NOTE: some comments skipped here…

  1. Gav

    I’m still not entirely certain what the point of these “design guidelines” are. Cross-chain use-cases should come about naturally by teams seeing an on-chain service offered and having their own on-chain service utilise it to create a new (composite) service.

    This is generally possible to do without using XCM in an especially sophisticated manner - Transact is all that is really needed at the core. That said, there are good reasons why we might want to evolve XCM to deliver a more ergonomic cross-chain language for doing certain useful operations (as is already the case with asset ownership manipulation).

    The main points to always remember when thinking about XCM is that it’s a language designed primarily around the communication of remote systems (parachains/XCMP being the primary expected case): It is asynchronous and it doesn’t provide any first-class return path for results, essentially giving the same interface as transactions. There is little language support in Frame for acting on results between blocks (i.e. futures/green threads) and it is optimised around the assumption that transport layers are not instant.

    This all means that use-cases requiring high degrees of coherence are probably not going to work well across XCMP/XCM for the moment.

  2. Gav

    You can think of XCM, at its very basic level, as allowing one blockchain system to post a transaction to another blockchain system. This means it’s a facility for a blockchain, not a user. Use-cases are limited to the blockchain team/developer, not the public at large. The prototypical use-case is to allow a blockchain developer to have their chain rely on a service offered by another chain, rather then deploying some similar service and competing over users. The limitations are exactly the same as transacting on a blockchain: there’s a delay, it’s simplex and asynchronous.
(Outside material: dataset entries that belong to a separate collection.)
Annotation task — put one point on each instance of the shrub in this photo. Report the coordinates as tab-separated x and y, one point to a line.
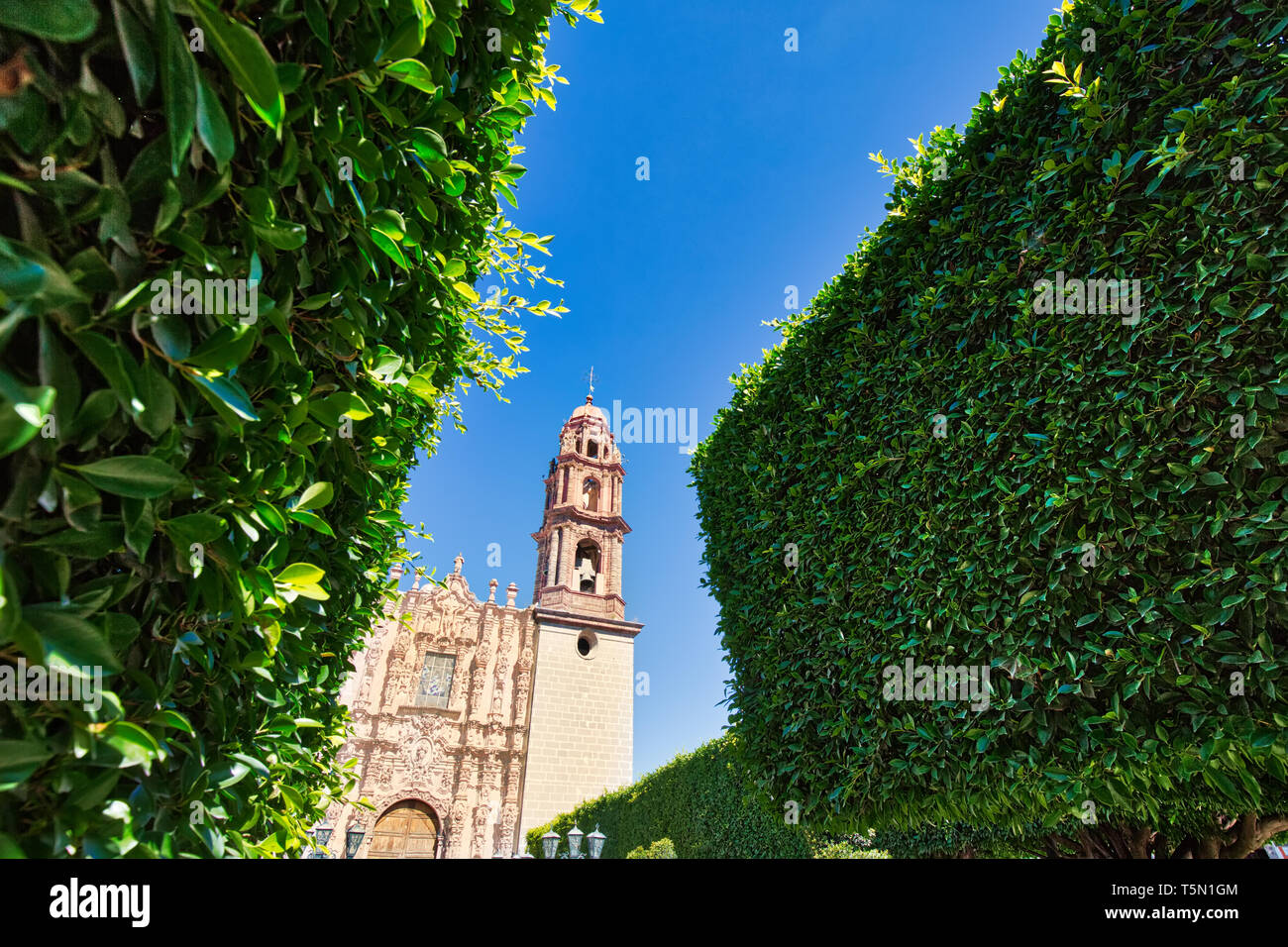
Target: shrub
662	848
1091	506
704	801
848	849
201	499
There are a few more posts after this, but will let the conversation restart here.

Reposting from Internal Parity Forum:

I feel like such a conclusion is narrowly focused on the use case of DeFi or DEXes. It’s normal for these businesses to be time-sensitive, but for other kinds of usages where waiting for execution isn’t really a big deal such as identity verification (like Kilt or Litentry), then I don’t really see why they can’t continue to focus on being a parachain that focuses on a single use-case. I don’t foresee them ever adding an on-chain DEX, if that’s what the implications are from this thread.

But I do see the need for other DeFi or DEX chains adding on an on-chain identity verification pallet, should they want to verify the identity of the origin for every transaction they make. It would be too costly in terms of time to use XCM and communicate with an DID parachain to get an individual verified for each tx. This would sound to me that for applications that are time-critical, they’ll really be deploying their own versions of various services on their own chain, and if this is the direction that we’re heading towards, then it would make sense to encourage non-time-critical applications to provide a pallet-as-a-service to time-critical parachains.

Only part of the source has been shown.